SSL/TLS Certificate Decoder
Paste a PEM certificate to extract the subject, issuer, validity period, serial number, SHA-256 fingerprint, and more — all in your browser.
Paste a PEM-encoded certificate and click Decode
Frequently Asked Questions
What is a PEM certificate?
PEM (Privacy Enhanced Mail) is the most common format for SSL/TLS certificates. It is a Base64-encoded DER (Distinguished Encoding Rules) certificate wrapped between -----BEGIN CERTIFICATE----- and -----END CERTIFICATE----- headers. Web servers, load balancers, and most TLS tools use PEM files.
What fields does this tool extract?
The decoder extracts the Subject Common Name (CN), Issuer Common Name (CN), validity period (Not Before / Not After), serial number, SHA-256 fingerprint, certificate type (self-signed vs CA-signed), and a hex dump of the first 64 DER bytes. All parsing is done in pure JavaScript using a minimal ASN.1 DER parser.
What does self-signed mean?
A self-signed certificate is one where the Subject (the entity the cert belongs to) is the same as the Issuer (who signed it). Self-signed certs are common for internal use and development but are not trusted by browsers without manual installation. CA-signed certificates are issued by a trusted Certificate Authority.
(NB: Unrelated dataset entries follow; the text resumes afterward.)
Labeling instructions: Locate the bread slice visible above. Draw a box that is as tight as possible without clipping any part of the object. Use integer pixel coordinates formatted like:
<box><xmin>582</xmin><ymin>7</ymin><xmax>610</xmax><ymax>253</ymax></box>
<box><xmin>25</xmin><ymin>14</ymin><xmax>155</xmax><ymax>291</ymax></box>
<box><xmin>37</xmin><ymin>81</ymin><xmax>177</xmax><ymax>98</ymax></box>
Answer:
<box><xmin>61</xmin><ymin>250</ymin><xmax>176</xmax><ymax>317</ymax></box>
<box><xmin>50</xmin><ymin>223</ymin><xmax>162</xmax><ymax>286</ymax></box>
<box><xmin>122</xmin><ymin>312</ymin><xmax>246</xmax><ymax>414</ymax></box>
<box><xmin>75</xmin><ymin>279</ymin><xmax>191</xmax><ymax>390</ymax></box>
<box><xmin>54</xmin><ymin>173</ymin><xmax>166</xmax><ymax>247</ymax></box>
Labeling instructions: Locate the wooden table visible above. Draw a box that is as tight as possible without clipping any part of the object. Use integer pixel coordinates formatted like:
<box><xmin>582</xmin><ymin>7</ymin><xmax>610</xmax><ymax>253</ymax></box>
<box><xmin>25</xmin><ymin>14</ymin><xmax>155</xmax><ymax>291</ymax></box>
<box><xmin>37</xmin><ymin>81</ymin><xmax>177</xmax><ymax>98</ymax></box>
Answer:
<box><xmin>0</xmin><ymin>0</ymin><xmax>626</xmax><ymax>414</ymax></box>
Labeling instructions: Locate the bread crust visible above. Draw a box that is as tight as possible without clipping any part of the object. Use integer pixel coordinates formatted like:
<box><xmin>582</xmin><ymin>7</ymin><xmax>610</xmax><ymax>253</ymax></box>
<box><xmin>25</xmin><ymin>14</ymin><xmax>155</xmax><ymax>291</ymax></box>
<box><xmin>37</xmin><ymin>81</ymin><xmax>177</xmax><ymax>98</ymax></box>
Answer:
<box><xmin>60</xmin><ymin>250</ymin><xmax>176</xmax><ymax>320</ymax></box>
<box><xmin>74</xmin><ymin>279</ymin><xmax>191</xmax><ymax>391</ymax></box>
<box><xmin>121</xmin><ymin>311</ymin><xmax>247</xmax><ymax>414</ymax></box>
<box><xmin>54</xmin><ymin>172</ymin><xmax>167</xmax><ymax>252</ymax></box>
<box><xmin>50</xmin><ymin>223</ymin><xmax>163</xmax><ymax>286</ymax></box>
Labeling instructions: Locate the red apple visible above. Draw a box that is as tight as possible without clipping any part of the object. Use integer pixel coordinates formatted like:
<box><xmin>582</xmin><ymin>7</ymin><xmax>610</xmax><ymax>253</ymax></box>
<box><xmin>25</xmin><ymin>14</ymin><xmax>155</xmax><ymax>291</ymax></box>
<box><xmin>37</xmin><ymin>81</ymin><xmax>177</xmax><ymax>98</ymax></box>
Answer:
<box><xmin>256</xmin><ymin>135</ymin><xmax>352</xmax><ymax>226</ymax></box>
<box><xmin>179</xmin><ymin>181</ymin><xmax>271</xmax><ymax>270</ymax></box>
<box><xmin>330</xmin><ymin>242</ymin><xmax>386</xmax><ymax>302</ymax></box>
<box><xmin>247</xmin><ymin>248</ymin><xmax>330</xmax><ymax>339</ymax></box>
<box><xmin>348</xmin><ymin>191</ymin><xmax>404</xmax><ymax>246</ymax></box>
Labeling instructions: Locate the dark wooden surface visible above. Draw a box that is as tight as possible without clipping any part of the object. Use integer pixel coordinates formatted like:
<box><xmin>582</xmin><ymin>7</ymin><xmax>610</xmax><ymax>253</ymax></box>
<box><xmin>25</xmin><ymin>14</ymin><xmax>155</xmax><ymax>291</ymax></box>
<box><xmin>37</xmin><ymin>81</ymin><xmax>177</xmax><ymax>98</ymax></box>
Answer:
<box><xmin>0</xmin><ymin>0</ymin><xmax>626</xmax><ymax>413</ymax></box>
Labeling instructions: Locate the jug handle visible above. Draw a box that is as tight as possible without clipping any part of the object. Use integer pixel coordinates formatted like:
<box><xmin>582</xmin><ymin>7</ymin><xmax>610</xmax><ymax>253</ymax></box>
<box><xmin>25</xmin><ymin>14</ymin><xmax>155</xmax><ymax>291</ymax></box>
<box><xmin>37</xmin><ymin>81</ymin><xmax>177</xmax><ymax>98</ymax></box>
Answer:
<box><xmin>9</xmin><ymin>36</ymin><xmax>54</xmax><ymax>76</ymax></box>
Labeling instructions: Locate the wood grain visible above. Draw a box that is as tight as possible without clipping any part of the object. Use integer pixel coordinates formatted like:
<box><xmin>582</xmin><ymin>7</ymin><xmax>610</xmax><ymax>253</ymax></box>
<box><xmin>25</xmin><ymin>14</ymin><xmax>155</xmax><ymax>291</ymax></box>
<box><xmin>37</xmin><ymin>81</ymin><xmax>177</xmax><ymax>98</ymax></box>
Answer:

Is it safe to paste my certificate here?
Yes. All decoding runs entirely in your browser — no data is sent to any server. SSL certificates are public by design; unlike private keys, a certificate can be safely shared. You can verify this by disabling your network connection and the tool will still work.
How do I get the PEM from my server?
Using OpenSSL on the command line: openssl s_client -connect example.com:443 -showcerts </dev/null | openssl x509 -outform PEM. Alternatively, on Linux/macOS your certificates are often found at /etc/ssl/certs/ or /etc/letsencrypt/live/. In Nginx/Apache configs, the ssl_certificate or SSLCertificateFile directive points to the PEM file.